Calculating expected values is easy. The expected value for any cell is the product of the row sum times the column sum divided by the total in the table. For example, for A=0, B=0, the row sum is 3 and the column sum is 4. The product is 12, so the expected value is 1.2 = 12/10.

Treating Three Dimensions As Two Dimensions
Now, let's assume that the data has three dimensions rather than two. For example:

A=0 B=0 C=0 1

A=0 B=0 C=1 2

A=0 B=1 C=0 3

A=0 B=1 C=1 4

A=1 B=0 C=0 5

A=1 B=0 C=1 6

A=1 B=1 C=0 7

A=1 B=1 C=1 8

We can treat this as a contingency table in two dimensions:



C=0 C=1

A=0,B=0 1 5

A=0,B=1 2 6

A=1,B=0 3 7

A=1,B=1 4 8

And from this we can readily calculate the expected values:


C=0 C=1

A=0,B=0 1.67 4.33

A=0,B=1 2.22 5.78

A=1,B=0 2.78 7.22

A=1,B=1 3.33 8.67

The chi-square calculation follows as in the earlier case. The chi-square value for each cell is the actual count minus the expected value squared divided by the expected value. The chi-square value for the entire table is the sum of all the chi-square values for each cell.

The only difference here is that there are three degrees of freedom. This affects how to transform the chi-square value into a probability, but it does not affect the computation.

Which Are the Right Expected Values?
There are actually two other continency tables that we might produce from the original 2X2X2 data, depending on which dimension we use for the columns:



B=0 B=1

A=0,C=0 1 2

A=0,C=1 5 6

A=1,C=0 3 4

A=1,C=1 7 8

and


A=0 A=1

B=0,C=0 1 3

B=0,C=1 5 7

B=1,C=0 2 4

B=1,C=1 6 8

Following the same procedure, we can calcualte the expected values for each of these.


B=0 B=1

A=0,C=0 1.33 1.67

A=0,C=1 4.89 6.11

A=1,C=0 3.11 3.89

A=1,C=1 6.67 8.33

and



B=0 B=1

A=0,C=0 1.78 2.22

A=0,C=1 5.33 6.67

A=1,C=0 2.67 3.33

A=1,C=1 6.22 7.78

Oops!. The three sets of expected values are different from each other. Which do we use for the 2X2X2 chi-square calculation?

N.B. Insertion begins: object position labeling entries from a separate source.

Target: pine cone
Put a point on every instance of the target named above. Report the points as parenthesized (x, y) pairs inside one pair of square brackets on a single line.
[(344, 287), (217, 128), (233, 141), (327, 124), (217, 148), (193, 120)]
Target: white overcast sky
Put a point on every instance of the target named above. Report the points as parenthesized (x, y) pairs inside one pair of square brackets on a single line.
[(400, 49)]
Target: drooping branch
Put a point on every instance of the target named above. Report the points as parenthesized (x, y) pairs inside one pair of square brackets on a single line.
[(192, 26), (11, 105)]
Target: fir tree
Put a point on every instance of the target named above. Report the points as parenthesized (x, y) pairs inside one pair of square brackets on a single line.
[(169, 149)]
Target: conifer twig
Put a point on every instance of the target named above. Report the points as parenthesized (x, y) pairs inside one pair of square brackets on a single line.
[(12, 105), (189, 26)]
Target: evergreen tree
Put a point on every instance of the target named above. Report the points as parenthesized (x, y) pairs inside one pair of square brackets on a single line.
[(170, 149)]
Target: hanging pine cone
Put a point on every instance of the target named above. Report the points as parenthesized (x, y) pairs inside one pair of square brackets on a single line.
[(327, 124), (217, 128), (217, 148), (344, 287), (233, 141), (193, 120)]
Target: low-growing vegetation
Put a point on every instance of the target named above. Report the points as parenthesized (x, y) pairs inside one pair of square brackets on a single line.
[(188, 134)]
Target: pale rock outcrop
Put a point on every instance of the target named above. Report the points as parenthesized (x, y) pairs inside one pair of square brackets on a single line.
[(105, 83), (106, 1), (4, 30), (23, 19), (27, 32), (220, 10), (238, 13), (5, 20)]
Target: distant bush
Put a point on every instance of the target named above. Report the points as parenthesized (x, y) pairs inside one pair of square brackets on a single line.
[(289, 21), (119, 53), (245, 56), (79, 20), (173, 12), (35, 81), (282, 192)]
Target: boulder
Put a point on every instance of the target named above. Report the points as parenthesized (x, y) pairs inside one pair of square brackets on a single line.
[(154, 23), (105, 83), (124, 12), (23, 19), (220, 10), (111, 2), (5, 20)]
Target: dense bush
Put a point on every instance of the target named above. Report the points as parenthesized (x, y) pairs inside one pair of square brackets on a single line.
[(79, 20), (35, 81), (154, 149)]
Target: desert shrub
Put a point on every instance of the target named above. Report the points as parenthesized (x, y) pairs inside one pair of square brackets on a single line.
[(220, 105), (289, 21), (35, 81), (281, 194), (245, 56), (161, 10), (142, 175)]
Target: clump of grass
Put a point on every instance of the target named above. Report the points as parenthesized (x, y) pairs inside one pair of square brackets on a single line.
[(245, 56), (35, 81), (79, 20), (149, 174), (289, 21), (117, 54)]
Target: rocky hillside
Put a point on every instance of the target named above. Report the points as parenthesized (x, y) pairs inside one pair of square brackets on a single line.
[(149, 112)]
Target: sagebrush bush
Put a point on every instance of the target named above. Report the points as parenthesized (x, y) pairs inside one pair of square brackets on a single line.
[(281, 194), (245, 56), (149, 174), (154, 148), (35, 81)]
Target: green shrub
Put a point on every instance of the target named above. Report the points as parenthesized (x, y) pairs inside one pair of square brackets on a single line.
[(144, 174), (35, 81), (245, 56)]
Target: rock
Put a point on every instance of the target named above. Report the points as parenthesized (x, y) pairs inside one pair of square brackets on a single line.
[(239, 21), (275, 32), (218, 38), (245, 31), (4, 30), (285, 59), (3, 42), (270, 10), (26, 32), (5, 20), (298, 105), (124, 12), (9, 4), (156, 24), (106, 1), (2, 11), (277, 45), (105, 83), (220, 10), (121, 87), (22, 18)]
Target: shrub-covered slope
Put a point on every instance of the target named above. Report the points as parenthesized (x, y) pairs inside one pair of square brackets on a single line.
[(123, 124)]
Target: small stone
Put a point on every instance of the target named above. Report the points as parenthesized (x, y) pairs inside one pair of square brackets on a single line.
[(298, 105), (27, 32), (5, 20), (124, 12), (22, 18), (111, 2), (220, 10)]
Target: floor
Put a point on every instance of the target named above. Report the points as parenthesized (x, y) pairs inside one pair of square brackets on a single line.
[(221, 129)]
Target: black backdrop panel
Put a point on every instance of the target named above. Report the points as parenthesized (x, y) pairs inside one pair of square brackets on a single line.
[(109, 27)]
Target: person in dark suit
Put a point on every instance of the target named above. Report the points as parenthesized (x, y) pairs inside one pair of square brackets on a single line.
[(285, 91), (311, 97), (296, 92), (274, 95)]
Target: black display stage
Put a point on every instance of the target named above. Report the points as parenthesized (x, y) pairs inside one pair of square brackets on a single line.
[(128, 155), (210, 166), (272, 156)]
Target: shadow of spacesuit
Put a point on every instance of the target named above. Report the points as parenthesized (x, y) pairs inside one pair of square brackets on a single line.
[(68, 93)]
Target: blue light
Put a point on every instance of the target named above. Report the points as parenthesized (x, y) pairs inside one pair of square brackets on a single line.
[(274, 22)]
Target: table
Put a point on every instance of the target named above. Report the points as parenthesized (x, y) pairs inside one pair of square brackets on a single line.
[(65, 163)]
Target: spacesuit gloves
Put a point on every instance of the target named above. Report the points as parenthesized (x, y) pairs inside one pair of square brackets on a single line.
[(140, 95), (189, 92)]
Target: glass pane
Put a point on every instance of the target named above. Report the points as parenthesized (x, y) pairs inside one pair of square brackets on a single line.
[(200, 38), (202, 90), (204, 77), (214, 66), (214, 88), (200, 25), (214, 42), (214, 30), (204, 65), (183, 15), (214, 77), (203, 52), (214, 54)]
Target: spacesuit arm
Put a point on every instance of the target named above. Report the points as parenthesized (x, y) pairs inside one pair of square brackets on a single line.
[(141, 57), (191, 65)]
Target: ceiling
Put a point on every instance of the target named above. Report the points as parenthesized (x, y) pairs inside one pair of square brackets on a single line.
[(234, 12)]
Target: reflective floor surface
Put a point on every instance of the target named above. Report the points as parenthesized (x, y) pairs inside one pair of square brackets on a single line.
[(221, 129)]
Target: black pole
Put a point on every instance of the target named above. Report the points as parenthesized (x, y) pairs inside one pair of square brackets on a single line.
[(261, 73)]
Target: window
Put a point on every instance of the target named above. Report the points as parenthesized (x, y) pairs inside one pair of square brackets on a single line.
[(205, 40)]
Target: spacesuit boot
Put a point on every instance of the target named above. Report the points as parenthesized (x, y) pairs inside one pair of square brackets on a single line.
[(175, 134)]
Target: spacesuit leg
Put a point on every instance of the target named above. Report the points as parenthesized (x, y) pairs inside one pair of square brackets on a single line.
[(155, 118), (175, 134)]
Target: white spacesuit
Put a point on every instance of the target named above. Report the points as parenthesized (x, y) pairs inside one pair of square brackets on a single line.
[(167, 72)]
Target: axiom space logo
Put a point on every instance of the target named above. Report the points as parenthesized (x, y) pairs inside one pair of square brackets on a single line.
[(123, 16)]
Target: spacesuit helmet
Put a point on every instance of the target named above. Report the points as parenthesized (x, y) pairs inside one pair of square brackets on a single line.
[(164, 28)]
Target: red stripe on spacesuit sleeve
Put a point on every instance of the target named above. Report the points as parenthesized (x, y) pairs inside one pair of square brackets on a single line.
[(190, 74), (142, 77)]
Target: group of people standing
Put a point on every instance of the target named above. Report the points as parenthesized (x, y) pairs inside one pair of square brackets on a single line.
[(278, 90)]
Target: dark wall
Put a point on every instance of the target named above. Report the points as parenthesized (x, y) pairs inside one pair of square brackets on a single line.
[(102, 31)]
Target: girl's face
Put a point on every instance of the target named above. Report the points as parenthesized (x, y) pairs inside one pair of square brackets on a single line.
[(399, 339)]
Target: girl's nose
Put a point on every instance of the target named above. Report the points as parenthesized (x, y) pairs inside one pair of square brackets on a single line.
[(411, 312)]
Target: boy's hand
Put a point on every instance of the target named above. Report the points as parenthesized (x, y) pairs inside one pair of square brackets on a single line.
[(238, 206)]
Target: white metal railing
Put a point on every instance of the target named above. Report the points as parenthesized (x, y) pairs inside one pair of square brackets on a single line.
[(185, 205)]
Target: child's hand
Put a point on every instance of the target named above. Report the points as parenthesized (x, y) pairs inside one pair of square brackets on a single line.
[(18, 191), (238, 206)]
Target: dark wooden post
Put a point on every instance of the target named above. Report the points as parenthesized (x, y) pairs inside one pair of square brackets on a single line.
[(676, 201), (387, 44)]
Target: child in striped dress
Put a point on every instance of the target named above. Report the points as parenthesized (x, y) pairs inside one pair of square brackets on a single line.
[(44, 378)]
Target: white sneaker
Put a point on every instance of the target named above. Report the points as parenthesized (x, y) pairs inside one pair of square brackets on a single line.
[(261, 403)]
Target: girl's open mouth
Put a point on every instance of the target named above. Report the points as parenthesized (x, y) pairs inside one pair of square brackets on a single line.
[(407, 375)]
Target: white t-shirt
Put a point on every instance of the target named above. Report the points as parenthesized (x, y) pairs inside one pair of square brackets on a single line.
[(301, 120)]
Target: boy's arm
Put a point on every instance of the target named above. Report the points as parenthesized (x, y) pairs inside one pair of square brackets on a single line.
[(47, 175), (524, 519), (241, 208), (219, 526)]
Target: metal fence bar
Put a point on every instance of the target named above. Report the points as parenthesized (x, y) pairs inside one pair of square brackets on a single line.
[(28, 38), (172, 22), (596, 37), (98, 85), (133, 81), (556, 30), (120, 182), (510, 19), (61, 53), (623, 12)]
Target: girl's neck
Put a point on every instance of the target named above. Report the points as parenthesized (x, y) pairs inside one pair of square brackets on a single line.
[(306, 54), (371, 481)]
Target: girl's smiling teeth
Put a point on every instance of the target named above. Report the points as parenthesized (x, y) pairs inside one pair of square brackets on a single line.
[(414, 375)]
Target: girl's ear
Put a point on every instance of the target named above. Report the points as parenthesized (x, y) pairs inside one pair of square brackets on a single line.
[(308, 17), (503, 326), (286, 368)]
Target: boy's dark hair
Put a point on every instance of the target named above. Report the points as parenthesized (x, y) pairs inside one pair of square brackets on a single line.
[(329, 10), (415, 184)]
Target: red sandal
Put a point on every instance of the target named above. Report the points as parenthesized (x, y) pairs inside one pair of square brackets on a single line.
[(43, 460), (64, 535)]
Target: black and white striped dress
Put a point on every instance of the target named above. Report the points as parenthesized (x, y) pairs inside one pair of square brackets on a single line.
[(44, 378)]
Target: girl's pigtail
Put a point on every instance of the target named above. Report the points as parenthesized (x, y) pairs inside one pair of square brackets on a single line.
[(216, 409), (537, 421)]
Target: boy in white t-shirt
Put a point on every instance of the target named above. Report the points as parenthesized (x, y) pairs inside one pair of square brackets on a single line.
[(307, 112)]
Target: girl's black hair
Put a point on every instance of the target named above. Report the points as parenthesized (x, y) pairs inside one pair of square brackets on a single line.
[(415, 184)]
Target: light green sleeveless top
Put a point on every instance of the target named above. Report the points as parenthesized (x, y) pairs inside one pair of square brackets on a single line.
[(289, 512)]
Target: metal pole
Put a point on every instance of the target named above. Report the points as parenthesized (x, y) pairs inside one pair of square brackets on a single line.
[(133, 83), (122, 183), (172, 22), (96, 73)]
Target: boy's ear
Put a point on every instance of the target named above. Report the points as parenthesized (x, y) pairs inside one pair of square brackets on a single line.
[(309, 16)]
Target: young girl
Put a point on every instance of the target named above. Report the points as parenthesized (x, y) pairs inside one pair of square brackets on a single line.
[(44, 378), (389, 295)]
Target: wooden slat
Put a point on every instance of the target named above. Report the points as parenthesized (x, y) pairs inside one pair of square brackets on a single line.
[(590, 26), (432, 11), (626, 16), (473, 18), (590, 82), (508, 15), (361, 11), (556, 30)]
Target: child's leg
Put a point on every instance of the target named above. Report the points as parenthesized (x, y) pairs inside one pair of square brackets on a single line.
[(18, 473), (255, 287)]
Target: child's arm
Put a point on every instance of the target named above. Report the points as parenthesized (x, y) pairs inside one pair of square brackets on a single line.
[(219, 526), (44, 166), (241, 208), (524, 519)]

Why Independence is a Strong Condition
The answer is none of these. For the three dimensional data (and higher dimensional as well), the three contingency tables are almost always going to be different, because they mean different things. This is perhaps best viewed geometrically:


In this cube, the front face corresponds to C=0 and the hidden face to C=1. The A values go horizontally and the B's vertically. The three different contingency tables are formed by cutting the cube in half and then pasting the halves together. These tables are different.

For instance, the front face and the back facee are each 2X2 contingency tables. The expected values for these can be determined just from the information on each face. We do not need the information along the C dimension for this calculation. Worse, we cannot even use this information -- so there is no way to ensure that the sums along the "C" dimension add up to the same values in the original data and for the expected values.

The problem is that the sums along each dimension overspecify the problem. A given value has three adjacent values along three dimensions. However, only two of the dimensions are needed to calcualte an expected value, assuming independence along those two dimensions. The information along the third dimension cannot be incorporated into the calculation.

The reason? Independence is a very strong condition. Remember, it says not only that the sums are the same but also that the ratios within each row (or column or layer) are the same. Normally, we might think "independent" variables are providing as much flexibility as possible. However, that is not the case. In fact, the original counts are the only ones that meet the all the conditions of independence at the level of every row, colum, and level.

When I think of this situation, I think of a paradox related to the random distribution of stars. We actually perceive a random distribution as more ordered. Check out this site for an example. Similarly, our intuition is that independence among variables is a weak condition. In fact, it can be quite a strong condition.

The next posting will explain how expected values work in three and more dimensions. For now, it is worth explaining that converting a three-dimensional problem into two dimensions is often feasible and reasonable. This is particularly true when one of the dimensions is a "response" characteristic and the rest are input dimensions. However, such a 2X2 table is really an approximation.